Ringrazio la dottoressa Jone Riva e penso alla sua grande passione che è nata, ed è cresciuta nel tempo, a seguito di “una sfortuna”, come lei stessa ha ricordato sorridendo, quella di avere ricevuto l’assegnazione di una tesi manzoniana. Ammiro il suo coraggio per essere andata oltre, per avere accettato la proposta della vita che le ha riservato la possibilità di svolgere un lavoro che è prima di tutto un enorme piacere.
Se qualcuno la dipingesse dovrebbe scegliere colori decisi, come l’azzurro intenso a segnare la determinazione e il rosso della passione per ciò che svolge ogni giorno.
Non dovrà mancare il giallo, mescolato al bianco, per accentuare la luce che traspare dallo sguardo di gioia quando parla della Casa e dei suoi abitanti.
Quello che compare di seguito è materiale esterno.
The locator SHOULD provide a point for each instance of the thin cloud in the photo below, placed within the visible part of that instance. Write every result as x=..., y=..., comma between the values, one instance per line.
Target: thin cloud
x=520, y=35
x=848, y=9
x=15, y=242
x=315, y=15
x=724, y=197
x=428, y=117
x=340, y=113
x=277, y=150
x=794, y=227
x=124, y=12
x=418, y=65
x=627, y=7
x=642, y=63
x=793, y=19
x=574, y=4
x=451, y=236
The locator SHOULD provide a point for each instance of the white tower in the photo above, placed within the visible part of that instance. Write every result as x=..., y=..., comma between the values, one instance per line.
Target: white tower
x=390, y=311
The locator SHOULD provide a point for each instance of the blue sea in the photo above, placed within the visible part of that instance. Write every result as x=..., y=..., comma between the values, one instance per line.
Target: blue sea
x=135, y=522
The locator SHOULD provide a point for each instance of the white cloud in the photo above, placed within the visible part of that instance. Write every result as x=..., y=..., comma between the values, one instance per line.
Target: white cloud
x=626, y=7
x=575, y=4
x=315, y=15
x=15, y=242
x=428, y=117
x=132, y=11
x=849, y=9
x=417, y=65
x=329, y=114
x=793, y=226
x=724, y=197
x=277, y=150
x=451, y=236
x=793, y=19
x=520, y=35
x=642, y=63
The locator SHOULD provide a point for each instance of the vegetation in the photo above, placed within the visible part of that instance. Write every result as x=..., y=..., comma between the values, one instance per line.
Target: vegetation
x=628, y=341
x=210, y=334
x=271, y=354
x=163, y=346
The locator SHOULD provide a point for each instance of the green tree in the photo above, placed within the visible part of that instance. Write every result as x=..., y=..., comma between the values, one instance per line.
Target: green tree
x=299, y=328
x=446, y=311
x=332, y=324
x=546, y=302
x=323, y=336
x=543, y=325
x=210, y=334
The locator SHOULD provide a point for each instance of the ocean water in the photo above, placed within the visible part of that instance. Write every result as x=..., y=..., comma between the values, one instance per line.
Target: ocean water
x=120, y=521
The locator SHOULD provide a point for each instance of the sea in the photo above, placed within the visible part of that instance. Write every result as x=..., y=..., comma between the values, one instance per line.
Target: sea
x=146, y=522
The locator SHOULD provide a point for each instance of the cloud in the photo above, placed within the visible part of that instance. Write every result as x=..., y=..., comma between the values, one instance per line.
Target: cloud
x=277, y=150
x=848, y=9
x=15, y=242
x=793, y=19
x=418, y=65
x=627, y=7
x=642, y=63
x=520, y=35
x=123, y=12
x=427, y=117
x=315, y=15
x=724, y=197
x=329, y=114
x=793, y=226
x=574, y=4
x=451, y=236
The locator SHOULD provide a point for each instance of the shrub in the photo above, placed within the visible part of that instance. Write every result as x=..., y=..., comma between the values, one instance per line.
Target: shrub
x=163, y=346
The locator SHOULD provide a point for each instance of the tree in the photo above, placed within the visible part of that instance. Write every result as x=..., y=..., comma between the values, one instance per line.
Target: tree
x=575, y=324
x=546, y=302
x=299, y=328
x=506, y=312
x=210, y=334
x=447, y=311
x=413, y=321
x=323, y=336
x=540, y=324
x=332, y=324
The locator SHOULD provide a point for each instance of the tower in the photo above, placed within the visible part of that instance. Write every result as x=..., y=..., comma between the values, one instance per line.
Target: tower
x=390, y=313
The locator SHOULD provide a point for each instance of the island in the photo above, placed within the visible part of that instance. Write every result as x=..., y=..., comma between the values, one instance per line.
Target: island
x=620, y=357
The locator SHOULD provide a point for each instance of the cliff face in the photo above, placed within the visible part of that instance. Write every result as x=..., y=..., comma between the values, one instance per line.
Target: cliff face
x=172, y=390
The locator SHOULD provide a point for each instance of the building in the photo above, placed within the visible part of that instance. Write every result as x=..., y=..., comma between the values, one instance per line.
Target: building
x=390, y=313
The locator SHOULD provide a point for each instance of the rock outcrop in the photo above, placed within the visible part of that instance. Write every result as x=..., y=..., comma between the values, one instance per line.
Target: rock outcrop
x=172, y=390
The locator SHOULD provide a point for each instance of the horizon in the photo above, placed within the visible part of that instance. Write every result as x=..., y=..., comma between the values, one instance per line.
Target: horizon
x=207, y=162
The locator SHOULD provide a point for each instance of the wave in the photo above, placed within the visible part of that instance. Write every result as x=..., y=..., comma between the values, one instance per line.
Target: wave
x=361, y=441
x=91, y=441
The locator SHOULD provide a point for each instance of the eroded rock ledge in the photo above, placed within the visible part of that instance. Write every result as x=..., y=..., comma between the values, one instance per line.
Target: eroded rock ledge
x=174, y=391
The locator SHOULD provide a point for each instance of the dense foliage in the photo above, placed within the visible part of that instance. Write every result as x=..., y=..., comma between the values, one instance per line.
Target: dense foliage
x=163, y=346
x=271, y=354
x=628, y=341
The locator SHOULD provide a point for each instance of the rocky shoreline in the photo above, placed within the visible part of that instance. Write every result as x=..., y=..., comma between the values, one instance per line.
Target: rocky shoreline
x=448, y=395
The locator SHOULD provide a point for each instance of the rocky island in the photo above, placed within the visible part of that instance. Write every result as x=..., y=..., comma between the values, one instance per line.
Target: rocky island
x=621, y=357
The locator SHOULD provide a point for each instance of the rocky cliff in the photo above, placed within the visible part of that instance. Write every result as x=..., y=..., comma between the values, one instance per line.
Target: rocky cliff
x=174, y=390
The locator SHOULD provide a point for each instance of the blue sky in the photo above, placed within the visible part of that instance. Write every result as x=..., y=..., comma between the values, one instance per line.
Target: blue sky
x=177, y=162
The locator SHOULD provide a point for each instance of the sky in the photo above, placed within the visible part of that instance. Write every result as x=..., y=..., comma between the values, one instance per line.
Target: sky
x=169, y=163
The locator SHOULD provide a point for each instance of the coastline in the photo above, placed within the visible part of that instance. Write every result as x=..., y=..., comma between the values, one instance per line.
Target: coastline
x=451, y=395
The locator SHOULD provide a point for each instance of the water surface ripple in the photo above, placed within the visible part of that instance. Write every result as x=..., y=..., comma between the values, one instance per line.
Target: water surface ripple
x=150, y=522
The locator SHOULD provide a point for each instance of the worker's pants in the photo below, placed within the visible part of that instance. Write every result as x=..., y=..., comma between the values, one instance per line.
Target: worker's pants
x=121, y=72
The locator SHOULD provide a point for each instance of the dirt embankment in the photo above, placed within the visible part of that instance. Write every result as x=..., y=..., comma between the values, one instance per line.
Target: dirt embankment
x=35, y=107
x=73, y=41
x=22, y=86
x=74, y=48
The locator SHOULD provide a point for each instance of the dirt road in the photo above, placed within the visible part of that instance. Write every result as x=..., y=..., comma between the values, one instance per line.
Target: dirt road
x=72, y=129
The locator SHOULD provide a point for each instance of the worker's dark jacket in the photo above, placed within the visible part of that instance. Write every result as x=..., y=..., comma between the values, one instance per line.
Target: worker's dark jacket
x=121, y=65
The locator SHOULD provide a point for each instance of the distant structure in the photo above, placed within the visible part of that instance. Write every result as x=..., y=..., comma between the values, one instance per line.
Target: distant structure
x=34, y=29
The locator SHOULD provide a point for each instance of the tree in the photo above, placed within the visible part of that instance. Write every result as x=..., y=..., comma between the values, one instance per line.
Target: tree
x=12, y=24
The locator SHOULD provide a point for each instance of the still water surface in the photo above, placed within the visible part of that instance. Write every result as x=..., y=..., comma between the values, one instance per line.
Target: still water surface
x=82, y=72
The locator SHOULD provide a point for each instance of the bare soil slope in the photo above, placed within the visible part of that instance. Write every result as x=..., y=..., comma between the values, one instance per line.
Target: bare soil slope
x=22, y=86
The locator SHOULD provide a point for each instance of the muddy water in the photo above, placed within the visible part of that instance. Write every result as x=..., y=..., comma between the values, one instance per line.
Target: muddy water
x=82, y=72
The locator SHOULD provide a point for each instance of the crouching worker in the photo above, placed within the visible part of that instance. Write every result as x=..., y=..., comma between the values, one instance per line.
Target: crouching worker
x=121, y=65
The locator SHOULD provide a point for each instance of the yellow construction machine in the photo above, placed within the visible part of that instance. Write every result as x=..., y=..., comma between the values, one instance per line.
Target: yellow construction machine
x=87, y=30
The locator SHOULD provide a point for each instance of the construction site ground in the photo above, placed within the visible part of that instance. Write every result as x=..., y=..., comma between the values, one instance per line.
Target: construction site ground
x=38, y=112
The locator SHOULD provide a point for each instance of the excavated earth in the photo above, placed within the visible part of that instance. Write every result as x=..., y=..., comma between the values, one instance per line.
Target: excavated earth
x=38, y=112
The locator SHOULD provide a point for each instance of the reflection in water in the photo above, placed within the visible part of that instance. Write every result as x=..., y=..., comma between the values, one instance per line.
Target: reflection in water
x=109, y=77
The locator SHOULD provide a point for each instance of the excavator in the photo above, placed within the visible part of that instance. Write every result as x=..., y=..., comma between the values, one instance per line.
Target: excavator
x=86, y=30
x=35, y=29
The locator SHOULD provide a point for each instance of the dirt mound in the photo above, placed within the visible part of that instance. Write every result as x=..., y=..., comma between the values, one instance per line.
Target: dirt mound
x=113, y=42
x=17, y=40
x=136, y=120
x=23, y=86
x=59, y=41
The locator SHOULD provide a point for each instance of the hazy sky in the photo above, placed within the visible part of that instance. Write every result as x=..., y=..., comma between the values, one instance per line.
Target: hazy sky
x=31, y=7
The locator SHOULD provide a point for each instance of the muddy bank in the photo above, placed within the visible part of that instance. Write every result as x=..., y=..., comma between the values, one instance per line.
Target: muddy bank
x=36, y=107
Nell’immagine di apertura: Tulipani di Pierre-Auguste Renoir, 1909

Screenshot*La dottoressa Jone Riva si è laureata in lettere all’Università Cattolica di Milano con il Professor Enzo Noè Girardi, discutendo una tesi sui rapporti intercorsi fra Manzoni e Tommaseo.  Nel 1985 fu nominata segretaria del Centro Nazionale Studi Manzoniani e dal 2000 ha la responsabilità della conservazione scientifica del Museo Manzoniano.